Women have a higher chance of developing autoimmune diseases. Exactly why many autoimmune disorders display a distinct imbalance between the sexes is not clear. However, the following factors could be reasons for the over representation of women:
1. Robust Immunity in Women
Compared to men, women tend to mount a more robust immune response to vaccinations and infections. Unfortunately, the production of a higher level of antibodies can backfire. Women may be more resistant to infections but they may also be at more risk for immune system problems.
Autoimmune diseases may result if too much immunity is directed toward self.
2. Genetic Factors
Some research has suggested that X-chromosome specific genes may play a role in enhancing the risk for RA. Women have a pair of X chromosomes and men have one Y and one X chromosome. The extra X chromosome may mean more women in need of rheumatoid arthritis care in Boise than men.
Sex hormones may also influence the development and severity of autoimmune conditions.

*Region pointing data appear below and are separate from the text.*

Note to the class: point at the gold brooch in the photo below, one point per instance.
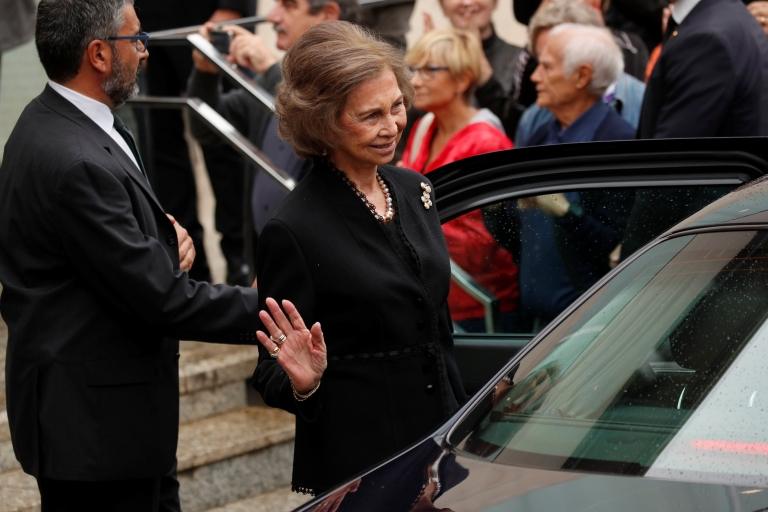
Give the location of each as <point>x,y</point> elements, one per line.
<point>426,199</point>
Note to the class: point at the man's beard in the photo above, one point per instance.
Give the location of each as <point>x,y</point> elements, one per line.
<point>121,84</point>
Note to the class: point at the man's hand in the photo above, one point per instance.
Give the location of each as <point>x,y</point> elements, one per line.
<point>760,11</point>
<point>202,64</point>
<point>249,51</point>
<point>186,246</point>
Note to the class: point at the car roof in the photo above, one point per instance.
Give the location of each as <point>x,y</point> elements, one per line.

RA often happens when women are in their middle ages. Breastfeeding seems to reduce the risk of developing RA. Pregnancy often improves RA symptoms.
While it’s not clear how female hormones influence RA, estrogen and prolactin seem to stimulate the growth of certain antibodies. These female hormones may affect RA through their influence on B cell autoantibodies. About 1 percent of Americans have rheumatoid arthritis. Anyone can get this disease, age and gender notwithstanding. However, women are more likely than men to develop RA. Both the exact cause of RA and why RA is more common among women remain elusive.